Hard-delete all data belonging to a tenant. This operation is irreversible.

await stratum.purgeTenant("tenant-uuid");

Via the API:

Terminal window
curl -X POST http://localhost:3001/api/v1/tenants/TENANT_UUID/purge \
-H "X-API-Key: YOUR_ADMIN_KEY"

Data is deleted in foreign-key-safe order:

  1. Config entries
  2. Permission policies
  3. API keys
  4. Webhook deliveries (via webhook FK join)
  5. Webhook events
  6. Webhooks
  7. Audit logs
  8. Consent records (via ON DELETE CASCADE)
  9. The tenant record itself

A tenant with active children cannot be purged. You must purge children first, working leaf-to-root:

// Purge the subtree bottom-up
await stratum.purgeTenant("child-1");
await stratum.purgeTenant("child-2");
await stratum.purgeTenant("parent");

Attempting to purge a tenant with children returns 409 HAS_CHILDREN.

Track per-tenant, per-subject consent with purpose, expiration, and metadata.

await stratum.grantConsent(tenantId, {
subject_id: "user-456",
purpose: "marketing",
expires_at: "2025-12-31T23:59:59Z",
metadata: { source: "signup_form", ip: "10.0.0.1" },
});
const consent = await stratum.getActiveConsent(tenantId, "user-456", "marketing");
if (consent) {
// Consent is active (not revoked, not expired)
sendMarketingEmail(userId);
}

getActiveConsent() returns null if consent is revoked or expired.

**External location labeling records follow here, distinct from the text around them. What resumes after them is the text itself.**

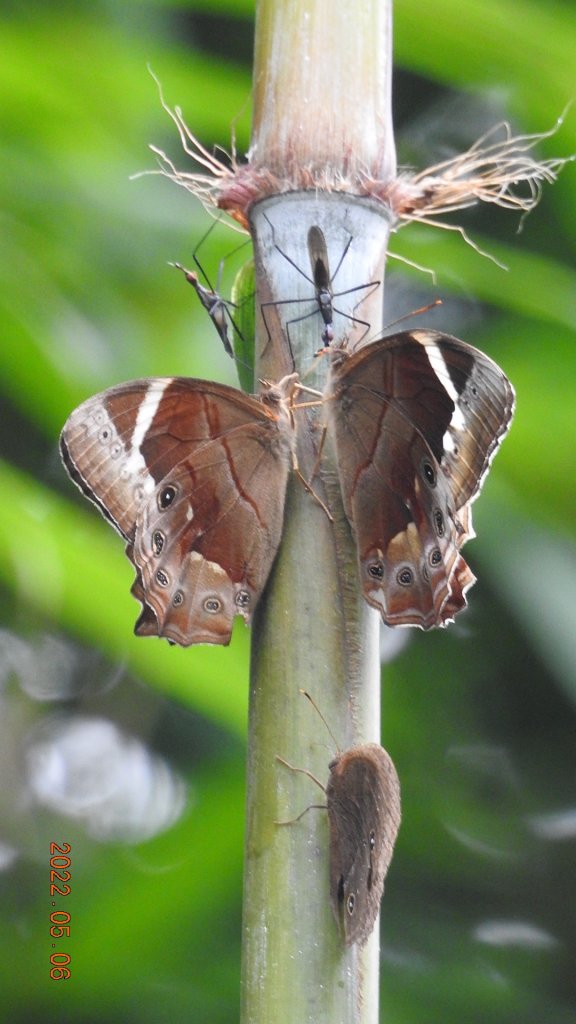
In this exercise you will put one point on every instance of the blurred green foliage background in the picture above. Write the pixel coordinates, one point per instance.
(133, 752)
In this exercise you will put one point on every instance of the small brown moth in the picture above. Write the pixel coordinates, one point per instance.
(363, 804)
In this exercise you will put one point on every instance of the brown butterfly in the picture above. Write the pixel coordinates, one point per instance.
(417, 419)
(364, 815)
(193, 474)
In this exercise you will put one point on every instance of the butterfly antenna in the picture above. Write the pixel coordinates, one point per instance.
(315, 706)
(415, 312)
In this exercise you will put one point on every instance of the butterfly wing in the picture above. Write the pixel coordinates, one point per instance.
(417, 418)
(193, 474)
(363, 798)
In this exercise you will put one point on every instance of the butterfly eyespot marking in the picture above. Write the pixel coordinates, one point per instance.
(376, 570)
(439, 522)
(405, 577)
(166, 497)
(429, 473)
(157, 542)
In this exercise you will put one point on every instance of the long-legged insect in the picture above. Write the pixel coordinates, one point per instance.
(323, 284)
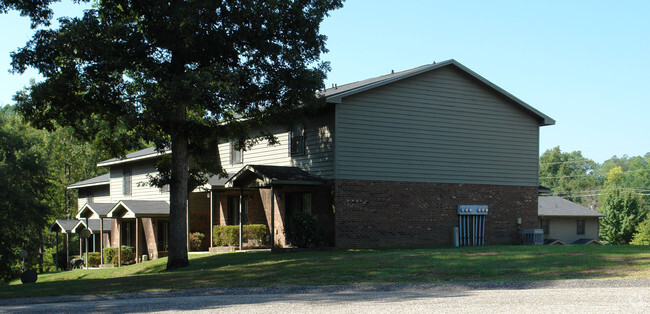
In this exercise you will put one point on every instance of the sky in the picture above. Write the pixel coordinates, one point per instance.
(583, 63)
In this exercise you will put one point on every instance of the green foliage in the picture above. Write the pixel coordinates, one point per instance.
(196, 241)
(623, 210)
(302, 229)
(642, 235)
(182, 75)
(229, 235)
(111, 255)
(569, 174)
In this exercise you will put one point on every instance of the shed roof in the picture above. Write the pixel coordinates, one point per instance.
(103, 179)
(336, 95)
(149, 152)
(135, 208)
(63, 225)
(261, 175)
(94, 210)
(557, 206)
(93, 225)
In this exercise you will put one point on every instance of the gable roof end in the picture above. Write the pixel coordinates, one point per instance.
(336, 95)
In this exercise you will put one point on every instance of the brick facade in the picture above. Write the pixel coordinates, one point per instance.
(388, 213)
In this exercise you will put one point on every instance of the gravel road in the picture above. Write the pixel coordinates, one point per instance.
(577, 296)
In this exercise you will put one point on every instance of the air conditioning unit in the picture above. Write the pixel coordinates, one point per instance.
(533, 236)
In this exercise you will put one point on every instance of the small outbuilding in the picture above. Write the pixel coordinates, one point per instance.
(564, 221)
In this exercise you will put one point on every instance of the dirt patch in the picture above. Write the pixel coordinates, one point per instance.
(484, 253)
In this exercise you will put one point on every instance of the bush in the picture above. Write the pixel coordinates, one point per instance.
(302, 229)
(93, 259)
(196, 241)
(229, 235)
(642, 235)
(128, 255)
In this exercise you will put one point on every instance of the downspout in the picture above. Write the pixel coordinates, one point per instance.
(272, 218)
(241, 206)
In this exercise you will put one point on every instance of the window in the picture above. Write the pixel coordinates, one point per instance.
(546, 225)
(298, 203)
(128, 231)
(297, 140)
(233, 210)
(236, 155)
(126, 181)
(581, 226)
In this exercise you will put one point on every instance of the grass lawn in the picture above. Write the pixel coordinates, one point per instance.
(347, 267)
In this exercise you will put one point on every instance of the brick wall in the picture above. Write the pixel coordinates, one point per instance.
(388, 213)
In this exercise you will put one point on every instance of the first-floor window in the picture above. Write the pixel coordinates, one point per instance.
(298, 203)
(581, 226)
(546, 225)
(233, 210)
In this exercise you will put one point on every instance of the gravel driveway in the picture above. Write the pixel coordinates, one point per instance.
(578, 296)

await stratum.revokeConsent(tenantId, "user-456", "marketing");
Constant Value
DATA_PROCESSING data_processing
ANALYTICS analytics
MARKETING marketing
THIRD_PARTY_SHARING third_party_sharing

You can also use any custom string as a purpose.

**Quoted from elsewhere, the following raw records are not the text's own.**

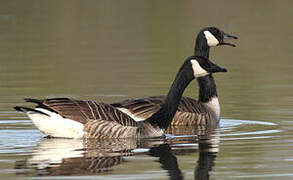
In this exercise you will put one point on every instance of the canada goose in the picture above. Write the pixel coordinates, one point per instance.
(63, 117)
(190, 111)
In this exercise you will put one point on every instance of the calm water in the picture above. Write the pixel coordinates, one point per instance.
(113, 50)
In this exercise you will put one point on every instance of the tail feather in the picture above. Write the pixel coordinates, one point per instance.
(26, 109)
(37, 101)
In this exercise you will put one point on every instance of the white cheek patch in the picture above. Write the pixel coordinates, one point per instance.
(212, 40)
(198, 71)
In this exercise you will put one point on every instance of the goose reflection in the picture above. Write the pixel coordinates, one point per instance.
(67, 157)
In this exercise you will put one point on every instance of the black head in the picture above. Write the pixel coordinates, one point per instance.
(215, 37)
(202, 66)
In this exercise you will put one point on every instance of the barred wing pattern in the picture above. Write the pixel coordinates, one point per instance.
(84, 111)
(100, 120)
(189, 112)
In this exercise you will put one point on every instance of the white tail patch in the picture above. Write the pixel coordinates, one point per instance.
(126, 111)
(212, 40)
(51, 152)
(198, 71)
(214, 105)
(55, 125)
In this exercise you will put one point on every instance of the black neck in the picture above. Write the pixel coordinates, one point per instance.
(164, 116)
(207, 83)
(207, 88)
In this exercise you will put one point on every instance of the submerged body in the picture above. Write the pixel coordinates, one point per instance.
(63, 117)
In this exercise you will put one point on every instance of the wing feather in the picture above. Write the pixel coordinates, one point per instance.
(189, 112)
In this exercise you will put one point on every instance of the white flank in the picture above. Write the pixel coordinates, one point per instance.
(214, 105)
(212, 40)
(126, 111)
(52, 152)
(55, 125)
(198, 71)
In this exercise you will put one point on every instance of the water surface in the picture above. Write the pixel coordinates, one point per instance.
(112, 50)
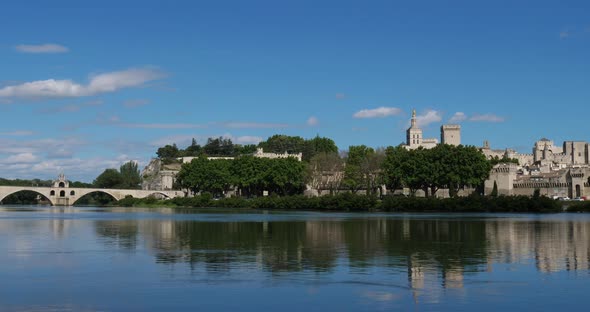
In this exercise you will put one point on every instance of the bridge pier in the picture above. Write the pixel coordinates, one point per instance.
(61, 194)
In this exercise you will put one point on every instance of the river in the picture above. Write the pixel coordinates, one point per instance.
(131, 259)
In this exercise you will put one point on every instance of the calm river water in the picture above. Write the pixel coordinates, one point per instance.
(122, 259)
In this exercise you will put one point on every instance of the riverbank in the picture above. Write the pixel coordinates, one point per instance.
(364, 203)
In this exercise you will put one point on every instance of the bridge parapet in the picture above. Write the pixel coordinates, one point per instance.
(61, 195)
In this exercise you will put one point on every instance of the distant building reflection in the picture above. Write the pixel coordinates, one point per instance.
(431, 255)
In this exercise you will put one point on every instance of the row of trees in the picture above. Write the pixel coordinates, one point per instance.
(275, 144)
(251, 175)
(362, 168)
(444, 166)
(214, 147)
(127, 177)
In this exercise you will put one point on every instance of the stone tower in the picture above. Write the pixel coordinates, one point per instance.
(450, 134)
(414, 134)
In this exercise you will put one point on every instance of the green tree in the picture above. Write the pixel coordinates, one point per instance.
(219, 147)
(324, 171)
(130, 177)
(280, 143)
(168, 151)
(355, 176)
(192, 175)
(392, 173)
(284, 176)
(318, 145)
(110, 178)
(494, 192)
(193, 150)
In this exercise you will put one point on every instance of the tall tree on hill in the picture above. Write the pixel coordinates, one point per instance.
(355, 177)
(130, 177)
(324, 171)
(280, 143)
(110, 178)
(168, 151)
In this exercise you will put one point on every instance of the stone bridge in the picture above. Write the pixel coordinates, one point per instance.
(67, 196)
(61, 194)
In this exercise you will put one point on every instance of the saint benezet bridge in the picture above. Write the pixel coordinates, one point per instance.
(61, 194)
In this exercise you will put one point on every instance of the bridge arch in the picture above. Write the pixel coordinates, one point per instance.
(46, 196)
(164, 195)
(81, 194)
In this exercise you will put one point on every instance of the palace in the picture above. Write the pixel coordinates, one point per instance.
(449, 134)
(550, 170)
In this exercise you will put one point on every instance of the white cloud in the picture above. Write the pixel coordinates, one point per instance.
(135, 103)
(247, 139)
(22, 158)
(564, 34)
(160, 125)
(486, 118)
(253, 125)
(428, 117)
(312, 121)
(17, 133)
(102, 83)
(41, 48)
(377, 112)
(458, 117)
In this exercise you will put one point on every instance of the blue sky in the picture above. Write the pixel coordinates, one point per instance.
(85, 87)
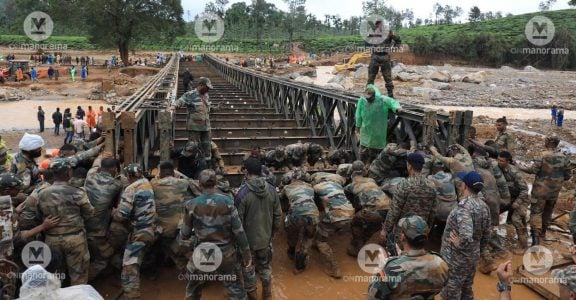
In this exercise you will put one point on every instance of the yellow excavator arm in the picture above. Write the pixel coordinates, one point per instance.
(352, 62)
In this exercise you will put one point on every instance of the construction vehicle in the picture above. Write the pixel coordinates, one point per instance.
(355, 59)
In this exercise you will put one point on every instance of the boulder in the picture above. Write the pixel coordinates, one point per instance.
(334, 86)
(436, 85)
(310, 73)
(304, 79)
(442, 76)
(427, 93)
(409, 77)
(476, 77)
(337, 79)
(361, 73)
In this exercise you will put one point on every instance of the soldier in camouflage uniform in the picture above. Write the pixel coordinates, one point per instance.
(380, 59)
(390, 163)
(24, 164)
(170, 194)
(213, 218)
(5, 159)
(216, 161)
(338, 156)
(276, 159)
(551, 170)
(520, 200)
(198, 124)
(491, 195)
(73, 207)
(190, 159)
(302, 217)
(338, 214)
(137, 210)
(415, 195)
(372, 205)
(103, 190)
(445, 191)
(295, 155)
(465, 238)
(416, 274)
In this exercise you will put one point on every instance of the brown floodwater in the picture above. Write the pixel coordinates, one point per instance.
(311, 284)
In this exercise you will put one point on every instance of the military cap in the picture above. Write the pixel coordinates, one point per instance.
(298, 174)
(207, 178)
(189, 149)
(416, 159)
(59, 163)
(9, 180)
(414, 226)
(133, 169)
(566, 277)
(206, 81)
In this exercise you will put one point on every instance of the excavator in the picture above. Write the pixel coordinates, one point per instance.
(355, 59)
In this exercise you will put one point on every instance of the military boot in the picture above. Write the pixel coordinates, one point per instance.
(486, 265)
(326, 251)
(523, 242)
(535, 237)
(267, 291)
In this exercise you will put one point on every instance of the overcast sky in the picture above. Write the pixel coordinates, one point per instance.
(422, 9)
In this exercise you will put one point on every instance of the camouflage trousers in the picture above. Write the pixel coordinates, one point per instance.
(364, 224)
(202, 138)
(261, 263)
(100, 253)
(300, 232)
(74, 248)
(131, 262)
(228, 268)
(541, 211)
(367, 155)
(460, 281)
(166, 247)
(381, 63)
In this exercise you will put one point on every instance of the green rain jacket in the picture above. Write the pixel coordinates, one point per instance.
(372, 119)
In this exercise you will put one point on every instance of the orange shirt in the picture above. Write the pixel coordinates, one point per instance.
(91, 118)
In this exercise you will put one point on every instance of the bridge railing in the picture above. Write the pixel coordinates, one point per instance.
(331, 113)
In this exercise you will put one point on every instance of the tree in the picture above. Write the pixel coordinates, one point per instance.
(375, 7)
(121, 23)
(545, 5)
(475, 15)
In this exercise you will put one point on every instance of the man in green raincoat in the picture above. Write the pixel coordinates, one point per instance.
(372, 122)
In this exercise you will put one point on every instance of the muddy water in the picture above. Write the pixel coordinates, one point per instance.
(22, 114)
(312, 284)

Automatically purge expired transactional data (audit logs, webhook events, webhook deliveries) older than a configurable retention period.

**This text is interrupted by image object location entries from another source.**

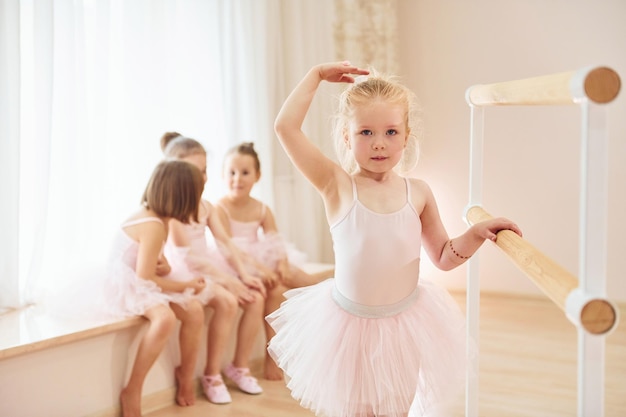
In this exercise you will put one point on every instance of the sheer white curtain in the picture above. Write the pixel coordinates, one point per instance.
(88, 87)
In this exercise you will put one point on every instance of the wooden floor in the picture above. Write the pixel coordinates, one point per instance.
(527, 368)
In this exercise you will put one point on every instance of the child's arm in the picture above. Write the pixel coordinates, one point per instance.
(316, 167)
(150, 237)
(446, 253)
(269, 226)
(234, 255)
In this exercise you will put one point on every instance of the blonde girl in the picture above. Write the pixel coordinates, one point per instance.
(376, 340)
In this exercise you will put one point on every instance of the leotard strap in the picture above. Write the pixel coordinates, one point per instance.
(142, 220)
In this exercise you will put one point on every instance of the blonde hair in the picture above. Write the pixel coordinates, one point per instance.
(175, 145)
(174, 190)
(246, 148)
(386, 88)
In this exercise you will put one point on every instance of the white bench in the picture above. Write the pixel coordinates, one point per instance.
(61, 367)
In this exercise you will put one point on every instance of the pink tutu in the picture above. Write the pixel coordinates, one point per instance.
(269, 248)
(373, 360)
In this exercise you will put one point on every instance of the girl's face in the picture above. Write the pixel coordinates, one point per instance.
(199, 161)
(240, 174)
(377, 136)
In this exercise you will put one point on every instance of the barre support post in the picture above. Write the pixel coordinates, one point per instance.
(595, 315)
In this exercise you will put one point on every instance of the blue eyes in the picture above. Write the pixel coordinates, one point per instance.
(390, 132)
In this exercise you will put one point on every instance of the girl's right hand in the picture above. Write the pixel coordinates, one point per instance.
(197, 284)
(254, 283)
(339, 72)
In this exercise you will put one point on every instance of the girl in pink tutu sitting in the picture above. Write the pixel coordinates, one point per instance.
(135, 285)
(252, 227)
(232, 285)
(376, 340)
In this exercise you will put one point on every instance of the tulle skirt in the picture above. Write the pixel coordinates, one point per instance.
(370, 361)
(270, 249)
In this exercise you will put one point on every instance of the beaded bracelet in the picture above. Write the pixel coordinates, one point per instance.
(455, 252)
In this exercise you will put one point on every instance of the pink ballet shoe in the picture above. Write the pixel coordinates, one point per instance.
(215, 389)
(241, 376)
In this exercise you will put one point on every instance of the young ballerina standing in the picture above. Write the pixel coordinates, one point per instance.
(373, 340)
(133, 286)
(270, 256)
(187, 249)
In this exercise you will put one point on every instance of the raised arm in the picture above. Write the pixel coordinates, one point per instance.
(313, 164)
(446, 253)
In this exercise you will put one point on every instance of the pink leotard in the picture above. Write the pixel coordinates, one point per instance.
(377, 255)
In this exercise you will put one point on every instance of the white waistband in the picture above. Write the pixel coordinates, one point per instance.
(369, 311)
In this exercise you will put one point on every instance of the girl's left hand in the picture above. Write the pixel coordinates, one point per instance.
(255, 283)
(163, 267)
(489, 228)
(339, 72)
(284, 270)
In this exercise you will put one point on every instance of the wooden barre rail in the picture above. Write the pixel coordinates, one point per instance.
(600, 85)
(597, 316)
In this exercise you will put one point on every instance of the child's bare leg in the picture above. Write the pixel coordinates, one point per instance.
(191, 321)
(224, 305)
(162, 322)
(248, 329)
(274, 297)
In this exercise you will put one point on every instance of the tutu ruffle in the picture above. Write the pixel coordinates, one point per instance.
(339, 364)
(269, 249)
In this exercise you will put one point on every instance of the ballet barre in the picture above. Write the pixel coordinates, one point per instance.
(583, 299)
(595, 315)
(600, 85)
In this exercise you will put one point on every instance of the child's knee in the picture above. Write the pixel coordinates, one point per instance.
(163, 319)
(195, 312)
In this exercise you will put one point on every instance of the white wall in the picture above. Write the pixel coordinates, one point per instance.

const result = await stratum.purgeExpiredData(90); // 90 days
console.log(`Deleted ${result.deleted_count} expired records`);

Via the API:

Terminal window
# Default: 90 days
curl -X POST http://localhost:3001/api/v1/maintenance/purge-expired \
-H "X-API-Key: YOUR_ADMIN_KEY"
# Custom: 180 days
curl -X POST "http://localhost:3001/api/v1/maintenance/purge-expired?retention_days=180" \
-H "X-API-Key: YOUR_ADMIN_KEY"
Table Records Deleted
webhook_deliveries Deliveries older than cutoff
webhook_events Events older than cutoff
audit_logs Logs older than cutoff

Tenant records, config entries, and permissions are not affected by retention purges.

  • Default: 90 days
  • Maximum: 3,650 days (10 years)
  • Invalid values fall back to the default
  1. Export the tenant’s data and deliver it to the data subject
  2. Archive the tenant (DELETE /api/v1/tenants/:id) for a grace period
  3. Purge after the grace period (POST /api/v1/tenants/:id/purge)
  4. Schedule regular purge-expired calls for log retention

All GDPR operations require the admin scope:

Route Required Scope
GET /api/v1/tenants/:id/export admin
POST /api/v1/tenants/:id/purge admin
POST /api/v1/maintenance/purge-expired admin

All GDPR operations are recorded in the audit log with full context (actor, resource, before/after state). This provides evidence of compliance actions for regulatory audits.